CRITICISM OF FEMINIST IR

The most widely levelled criticism against the feminist IR scholarship is that it focus on women. In
gender studies there is too much focus on women that gender is taken synonymously for women.
There is less focus on ‘men and masculinity’ as a subject of study. The argument is that equal
attention can be paid to men and masculinity on how men also suffer from toxic masculinity. For
example, men have to be a breadwinner, protector, strong, brave, rational, domineering, etc.
otherwise they are effeminate and not ‘manly’. Men have to prove their manliness. However, more
IR feminists like Tickner have examined both masculinity and femininity in her work. Feminists are
working on intersectionality and alternative forms of knowledge for example indigenous knowledge
tradition. The argument is that when feminist started its intellectual engagement with international
relations it focus on women because it was the largest marginalised group that major IR theories
didn’t take into consideration. But over time as IR theories opened up to gender analysis feminist
have expanded its concerns and views in other sectors as well. Another criticism against the feminist
IR scholars is that, while offering important insights, they have failed to construct a theory of their
own. Feminist analysis of international relations is largely considered as a meta-theory since they do
not have grand theories about international politics like traditional IR theories like Liberalism and
Realism. They are accused of not being able to provide a coherent account of the nature of
international relations. There is no single ‘feminist paradigm’ but several strands of feminism working
in the field. The immediate response from the feminist community was that it was not possible to
reduce multiple realities into a single theory nor it is desirable.

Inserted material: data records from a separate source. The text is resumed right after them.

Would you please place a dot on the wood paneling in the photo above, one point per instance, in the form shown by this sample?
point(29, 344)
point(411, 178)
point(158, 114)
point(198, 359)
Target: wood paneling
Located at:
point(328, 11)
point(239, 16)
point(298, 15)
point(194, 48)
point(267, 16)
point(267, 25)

Feminist IR scholars are also challenged by the assumption of a universal category of woman.
Women’s experiences are different; it differs from society to society and from culture to culture.
Experience of Western women is in deep contrast to women situated in Third World countries. This
particular argument is central to post-colonial and poststructuralist criticism of Western feminism.
There is a general acknowledgement of this ‘difference’ politics among the feminist but they
maintain while working towards it one shouldn’t lose the continued existence of gender inequalities
and violence on women across all cultures and societies.

Conclusion

Feminist analysis of international relations helps us to rethink and revisit some of the core concepts
in the field of IR which are taken for granted. They introduced a different form of knowledge and
helped to disclose the hierarchies and inequalities that are also shaping the world. Their main
contribution is ‘gender as a category of analysis’ for examining international relations. Gender
relations affect every aspect of international relations; state, war, diplomacy, international political
economy, etc. They destabilise the traditional IR theories but IR as a discipline got new insights. Since
the post-Cold War there has been enormous increase in the volume of feminist IR scholarship. Today,
feminist IR scholars are venturing into marginalised sectors and are vocal about it. Feminist
perspective is important for international relations.